Experten auf dem Gebiet
Zulassungsvoraussetzung für die Weiterbildung ist neben dem Abschluss einer Ausbildung die Praxis in einem einschlägigen Berufsfeld, sagt Schlebrügge. Einschlägig bedeute in diesem Fall, dass die bisherige Erfahrung für die Fortbildung zum Fischsommelier nützlich sein sollte.
„Fisch ist ein beliebtes Nahrungsmittel und wird im Hinblick auf Fischzucht, Nachhaltigkeit und Überfischung immer komplizierter“, sagt Schlebrügge. Aufgrund dieser Komplexität und weil es keine andere Möglichkeit der Weiterbildung gegeben habe, sei die Handelskammer auf die Idee gekommen, eine solche Ausbildung anzubieten. „Denn Personen aus dem Einzelhandel und Verkäufer von Fleisch- oder Backwaren können schon länger in irgendeiner Art und Weise einen Fortbildungsabschluss erlangen“, sagt Schlebrügge. Durch den Abschluss zum Fischsommelier könnten die Absolventen nach außen zeigen, dass sie Experten auf ihrem Gebiet sind. „Der Titel ist bekannt und im Allgemeinen als etwas Besonderes anerkannt“, sagt Schlebrügge. Deshalb könnten die Absolventen damit Werbung für sich und ihren Betrieb machen.
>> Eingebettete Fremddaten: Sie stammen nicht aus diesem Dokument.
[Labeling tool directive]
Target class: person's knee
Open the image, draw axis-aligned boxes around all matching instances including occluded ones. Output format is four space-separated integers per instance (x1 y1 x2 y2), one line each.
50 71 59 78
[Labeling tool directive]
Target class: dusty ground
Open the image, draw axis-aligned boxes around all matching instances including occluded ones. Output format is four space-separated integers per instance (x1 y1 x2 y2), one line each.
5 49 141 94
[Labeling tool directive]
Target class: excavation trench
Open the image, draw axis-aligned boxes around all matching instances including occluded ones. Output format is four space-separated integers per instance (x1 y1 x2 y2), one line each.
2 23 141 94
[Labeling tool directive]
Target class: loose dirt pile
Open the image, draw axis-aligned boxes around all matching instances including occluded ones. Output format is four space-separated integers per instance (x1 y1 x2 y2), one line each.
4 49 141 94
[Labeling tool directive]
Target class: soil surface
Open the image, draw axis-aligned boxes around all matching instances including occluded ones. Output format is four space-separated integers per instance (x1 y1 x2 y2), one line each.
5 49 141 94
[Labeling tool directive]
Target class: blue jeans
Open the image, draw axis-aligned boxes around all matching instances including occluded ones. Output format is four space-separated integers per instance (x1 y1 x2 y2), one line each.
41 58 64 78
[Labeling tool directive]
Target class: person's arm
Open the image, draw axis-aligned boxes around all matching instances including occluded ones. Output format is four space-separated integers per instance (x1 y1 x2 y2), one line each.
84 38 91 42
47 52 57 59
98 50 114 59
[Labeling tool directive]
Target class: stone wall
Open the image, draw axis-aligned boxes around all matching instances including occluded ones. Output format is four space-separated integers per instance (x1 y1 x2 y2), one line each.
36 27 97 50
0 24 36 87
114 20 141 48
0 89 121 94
Ob ihre Kunden wissen, was das Zertifikat bedeute, kann Koch-Bodes dagegen nicht einschätzen. Sie habe sich keine Gedanken darüber gemacht, ob die Weiterbildung Auswirkungen auf den Kundenstamm haben werde. „Den einen oder anderen Kunden beeindruckt das Zertifikat sicherlich, aber am Ende des Tages verkaufe ich Fisch. Dazu gehört immer Leidenschaft“, sagt sie. Zu einem Lebensmitteleinkauf gehöre immer Vertrauen, das konnten die Kunden auch vorher schon haben. Würde sie aber einen Supermarkt leiten, würde sie darauf achten, dass zumindest eine Person hinter der Theke eine Weiterbildung zum Fischsommelier gemacht hat.
„Ich kann die Weiterbildung auf jeden Fall jedem aus der Branche empfehlen“, sagt Koch-Bodes. Sie habe größten Respekt vor den Teilnehmenden, die nicht wie sie schon seit frühester Kindheit mit Meerestieren vertraut seien. „Es ist sehr viel Stoff, den man in kurzer Zeit lernen muss“, sagt sie. Wer sich mit der Materie nicht gut auskenne, käme schnell nicht mehr hinterher. „Wir haben alle noch viel gelernt, aber das ist beim Thema Fisch ganz normal“, sagt Koch-Bodes.
Die Weiterbildung
Schwerpunkt der Weiterbildung sind nach Angaben der Transgourmet-Broschüre alle Besonderheiten des Nahrungsmittels Fisch. So lernten die Teilnehmer vieles über die Produktion, Verarbeitung und die Zubereitung. Auch Warenkunde, Fischsensorik und Qualitätsprüfung gehörten dazu. Der Kurs sei sehr praxisbezogen, das theoretische Grundwissen müsse im Selbststudium vertieft werden.